Junk food was winning the battle.
Her cart was only half full. The bill would be more than Sarah had budgeted - again. She'd braved rush hour traffic, for easy food - frozen pre-cooked whatever - an excuse to stand in the frozen food aisle. Ice cream bars at $4.99 or chocolate chip cookie ice cream sandwiches at $5.99? Both. And the tub of Trader Joe's Vanilla Meringues too. The plastic strip holding the lid to the tub could be moved aside. She could open it and have one. Or four - the serving size says four...
"Hi, Sarah, how are you?" Trapped with my finger in the cookie jar and wishing I had showered. "I'm fine!" She tries to position her cart for escape, but is blocked by a large stock boy building a tower of pasta boxes and organic marinara. "How's John?" "He is going to a private college in come September - they gave him a scholarship but I'm assuming it will cost at least $200,000. Lucky we have four $40,000 bonds set aside for him."
When John had turned 10, Sarah spent that afternoon at this man's home watching her own son play by himself amid a pool full of his classmates. Sarah had mistaken the older woman drying off John to be his grandmother. Stupid. It was the housekeeper.
"That's SO great!" "How's Mat doing? We lost touch when he changed schools."
It's her turn to talk.

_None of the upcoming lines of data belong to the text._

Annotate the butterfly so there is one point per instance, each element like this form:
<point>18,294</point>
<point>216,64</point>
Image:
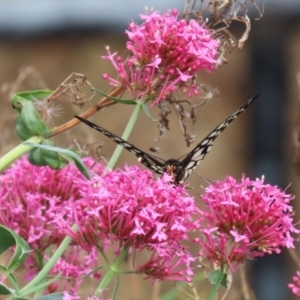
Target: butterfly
<point>179,169</point>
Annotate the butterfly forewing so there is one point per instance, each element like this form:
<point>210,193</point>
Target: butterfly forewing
<point>180,170</point>
<point>146,159</point>
<point>192,160</point>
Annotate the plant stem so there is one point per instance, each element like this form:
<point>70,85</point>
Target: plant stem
<point>18,151</point>
<point>127,131</point>
<point>216,286</point>
<point>113,270</point>
<point>48,266</point>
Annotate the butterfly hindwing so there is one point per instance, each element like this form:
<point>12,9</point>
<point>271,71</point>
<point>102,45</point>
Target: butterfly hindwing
<point>192,160</point>
<point>146,159</point>
<point>180,170</point>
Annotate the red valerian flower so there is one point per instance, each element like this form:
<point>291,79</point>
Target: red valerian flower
<point>243,220</point>
<point>165,55</point>
<point>30,197</point>
<point>132,209</point>
<point>295,286</point>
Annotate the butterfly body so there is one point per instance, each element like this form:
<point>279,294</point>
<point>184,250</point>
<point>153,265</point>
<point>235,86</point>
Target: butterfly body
<point>178,169</point>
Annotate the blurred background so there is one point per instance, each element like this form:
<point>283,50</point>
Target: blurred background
<point>43,42</point>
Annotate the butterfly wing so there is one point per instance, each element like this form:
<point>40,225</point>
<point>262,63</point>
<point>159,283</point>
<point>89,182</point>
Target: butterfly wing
<point>192,160</point>
<point>146,159</point>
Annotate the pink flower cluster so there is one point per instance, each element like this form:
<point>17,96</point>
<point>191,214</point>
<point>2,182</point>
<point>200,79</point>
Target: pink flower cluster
<point>295,286</point>
<point>165,54</point>
<point>244,220</point>
<point>133,209</point>
<point>30,197</point>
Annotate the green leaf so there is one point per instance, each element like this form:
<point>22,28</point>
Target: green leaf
<point>66,153</point>
<point>215,276</point>
<point>146,110</point>
<point>44,157</point>
<point>42,285</point>
<point>29,122</point>
<point>21,97</point>
<point>123,101</point>
<point>10,277</point>
<point>5,290</point>
<point>9,238</point>
<point>54,296</point>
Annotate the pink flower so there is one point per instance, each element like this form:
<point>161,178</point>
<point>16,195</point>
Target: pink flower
<point>130,208</point>
<point>252,219</point>
<point>30,198</point>
<point>165,54</point>
<point>295,286</point>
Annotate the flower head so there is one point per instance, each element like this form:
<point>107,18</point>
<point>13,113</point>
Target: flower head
<point>165,54</point>
<point>30,197</point>
<point>243,220</point>
<point>130,208</point>
<point>295,286</point>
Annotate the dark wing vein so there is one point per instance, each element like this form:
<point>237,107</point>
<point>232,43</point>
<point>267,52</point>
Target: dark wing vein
<point>192,160</point>
<point>145,158</point>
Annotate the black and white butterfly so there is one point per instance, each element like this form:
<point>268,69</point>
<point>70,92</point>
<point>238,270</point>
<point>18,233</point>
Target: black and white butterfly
<point>179,169</point>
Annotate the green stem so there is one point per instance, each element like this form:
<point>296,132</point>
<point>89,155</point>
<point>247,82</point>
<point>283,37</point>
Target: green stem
<point>48,266</point>
<point>18,151</point>
<point>216,286</point>
<point>125,136</point>
<point>113,270</point>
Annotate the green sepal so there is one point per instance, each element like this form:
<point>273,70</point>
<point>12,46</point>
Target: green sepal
<point>123,101</point>
<point>66,154</point>
<point>44,157</point>
<point>29,123</point>
<point>215,276</point>
<point>22,97</point>
<point>9,238</point>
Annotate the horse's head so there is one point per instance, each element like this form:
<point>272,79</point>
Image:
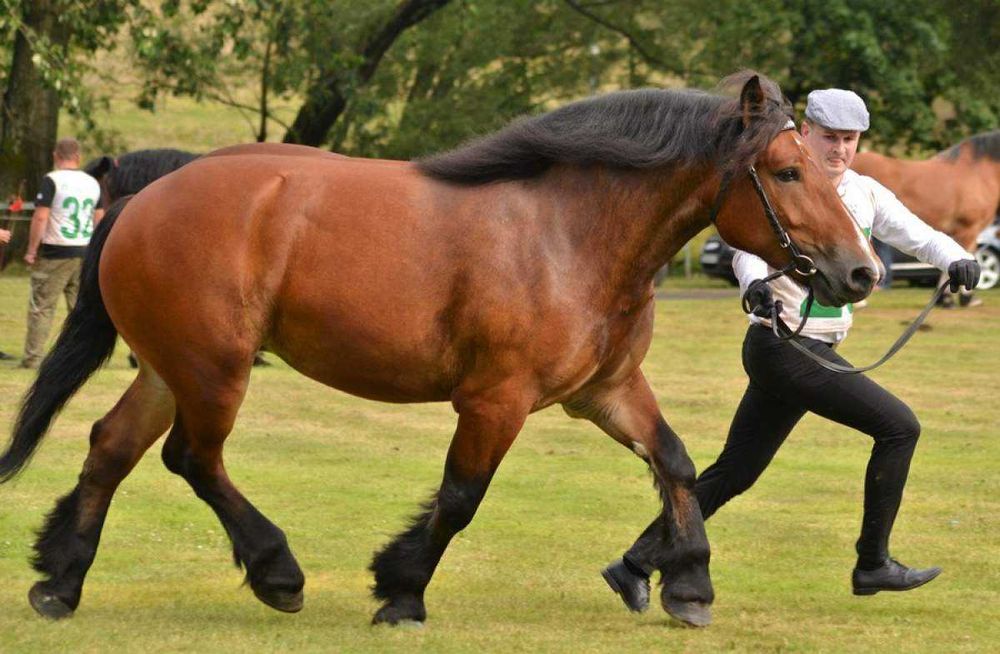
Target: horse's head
<point>805,204</point>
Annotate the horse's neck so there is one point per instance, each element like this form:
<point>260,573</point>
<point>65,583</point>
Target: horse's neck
<point>628,224</point>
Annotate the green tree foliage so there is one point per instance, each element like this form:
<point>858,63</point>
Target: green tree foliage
<point>401,78</point>
<point>44,56</point>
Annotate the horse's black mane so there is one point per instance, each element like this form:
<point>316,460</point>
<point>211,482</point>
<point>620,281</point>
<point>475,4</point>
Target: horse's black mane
<point>986,145</point>
<point>133,171</point>
<point>628,129</point>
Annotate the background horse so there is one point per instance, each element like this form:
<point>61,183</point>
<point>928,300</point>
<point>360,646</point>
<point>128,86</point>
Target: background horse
<point>131,172</point>
<point>957,191</point>
<point>527,261</point>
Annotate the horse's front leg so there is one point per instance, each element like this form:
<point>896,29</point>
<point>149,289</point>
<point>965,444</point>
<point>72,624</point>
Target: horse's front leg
<point>627,411</point>
<point>488,422</point>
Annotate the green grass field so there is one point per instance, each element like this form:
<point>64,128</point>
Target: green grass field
<point>341,475</point>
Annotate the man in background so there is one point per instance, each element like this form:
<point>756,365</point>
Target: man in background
<point>66,210</point>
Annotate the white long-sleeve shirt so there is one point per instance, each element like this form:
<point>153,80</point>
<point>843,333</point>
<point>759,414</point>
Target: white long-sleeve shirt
<point>880,214</point>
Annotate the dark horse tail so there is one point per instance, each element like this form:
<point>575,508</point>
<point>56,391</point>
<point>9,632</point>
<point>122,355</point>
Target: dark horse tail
<point>86,341</point>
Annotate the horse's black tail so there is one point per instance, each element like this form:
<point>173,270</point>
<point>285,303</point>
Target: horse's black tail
<point>86,341</point>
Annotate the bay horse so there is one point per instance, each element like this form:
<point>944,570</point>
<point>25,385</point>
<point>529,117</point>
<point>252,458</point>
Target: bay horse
<point>956,191</point>
<point>509,275</point>
<point>131,172</point>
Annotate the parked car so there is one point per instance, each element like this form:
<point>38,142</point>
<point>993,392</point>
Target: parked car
<point>717,261</point>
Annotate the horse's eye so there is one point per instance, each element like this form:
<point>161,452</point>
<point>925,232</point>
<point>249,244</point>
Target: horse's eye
<point>788,175</point>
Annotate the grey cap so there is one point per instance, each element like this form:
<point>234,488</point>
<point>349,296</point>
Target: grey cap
<point>837,109</point>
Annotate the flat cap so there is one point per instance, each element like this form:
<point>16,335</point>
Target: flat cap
<point>837,109</point>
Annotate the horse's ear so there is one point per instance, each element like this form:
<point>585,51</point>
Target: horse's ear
<point>751,99</point>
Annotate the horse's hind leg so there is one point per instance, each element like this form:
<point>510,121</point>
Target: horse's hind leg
<point>68,542</point>
<point>487,425</point>
<point>628,413</point>
<point>193,450</point>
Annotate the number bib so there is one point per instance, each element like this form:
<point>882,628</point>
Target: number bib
<point>71,217</point>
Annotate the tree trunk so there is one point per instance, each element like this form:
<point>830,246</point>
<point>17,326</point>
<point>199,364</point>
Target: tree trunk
<point>326,100</point>
<point>29,114</point>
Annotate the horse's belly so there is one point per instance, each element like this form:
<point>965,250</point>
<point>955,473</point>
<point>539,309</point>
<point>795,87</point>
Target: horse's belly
<point>392,358</point>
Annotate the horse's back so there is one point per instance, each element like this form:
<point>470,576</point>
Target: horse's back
<point>319,260</point>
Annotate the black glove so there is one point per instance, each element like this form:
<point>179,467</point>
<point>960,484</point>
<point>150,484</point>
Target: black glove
<point>759,298</point>
<point>964,272</point>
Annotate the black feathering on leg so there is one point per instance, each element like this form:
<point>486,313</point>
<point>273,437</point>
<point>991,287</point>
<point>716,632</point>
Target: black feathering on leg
<point>406,564</point>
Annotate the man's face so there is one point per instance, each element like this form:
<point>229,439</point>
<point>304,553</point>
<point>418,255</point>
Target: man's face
<point>834,148</point>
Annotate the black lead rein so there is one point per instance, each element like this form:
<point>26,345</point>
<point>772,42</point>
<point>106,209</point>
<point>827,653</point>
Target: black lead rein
<point>805,266</point>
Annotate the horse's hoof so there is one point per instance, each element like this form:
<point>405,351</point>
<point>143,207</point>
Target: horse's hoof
<point>281,600</point>
<point>48,605</point>
<point>695,614</point>
<point>405,612</point>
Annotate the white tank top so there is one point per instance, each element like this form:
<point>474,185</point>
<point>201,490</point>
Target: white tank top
<point>71,217</point>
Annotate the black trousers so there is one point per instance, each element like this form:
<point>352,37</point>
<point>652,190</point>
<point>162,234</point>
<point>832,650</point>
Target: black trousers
<point>784,385</point>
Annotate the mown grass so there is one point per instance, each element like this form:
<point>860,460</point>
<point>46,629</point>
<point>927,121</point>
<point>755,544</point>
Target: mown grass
<point>341,475</point>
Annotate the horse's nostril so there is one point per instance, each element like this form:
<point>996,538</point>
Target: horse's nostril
<point>864,277</point>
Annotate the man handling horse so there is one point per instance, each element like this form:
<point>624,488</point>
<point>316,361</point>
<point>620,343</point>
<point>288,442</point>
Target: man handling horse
<point>784,384</point>
<point>66,210</point>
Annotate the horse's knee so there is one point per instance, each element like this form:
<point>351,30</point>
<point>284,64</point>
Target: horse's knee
<point>672,459</point>
<point>174,454</point>
<point>110,454</point>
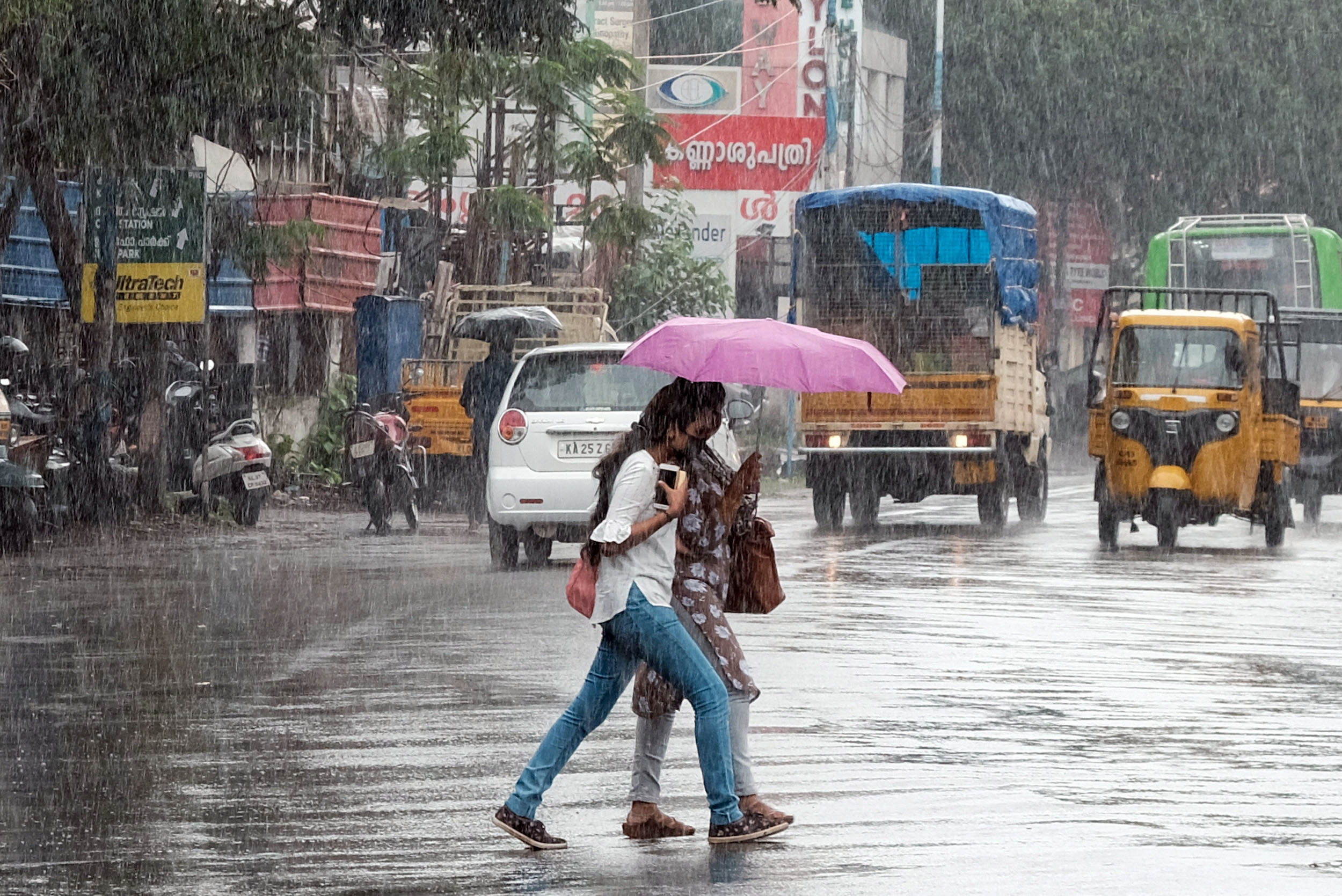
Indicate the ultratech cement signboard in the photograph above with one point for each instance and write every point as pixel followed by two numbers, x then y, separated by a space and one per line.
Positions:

She can hear the hum of the freezers. She can smell the flowers at the front of the store. This man's home had been landscaped with roses around the pool. If Mat were here, he'd want her to get roses. Red ones with the long stems. You deserve them mom. His social worker had dropped off another painting of Mat's this morning. Red swirls of paint pushed by fingers.
Comments
I had been at Trader Joes the day before. It was HOT day. I was chilling in the frozen food. I had bought junk food. I had thought about opening the meringues when the other parent came rolling up. He told me what I wrote and my son did go to his home for a party when they were ten. My son was a loner. I did think the housekeeper was the grandmother.
But the rest was not true. It was very difficult for me to weave fiction into reality and create something completely different. Even changing names was difficult.
I spent hours writing and rewriting and then posted it feeling like I'd just lied.I'm going to need to keep doing exercises like this in the hopes I can pull myself further from my fiction.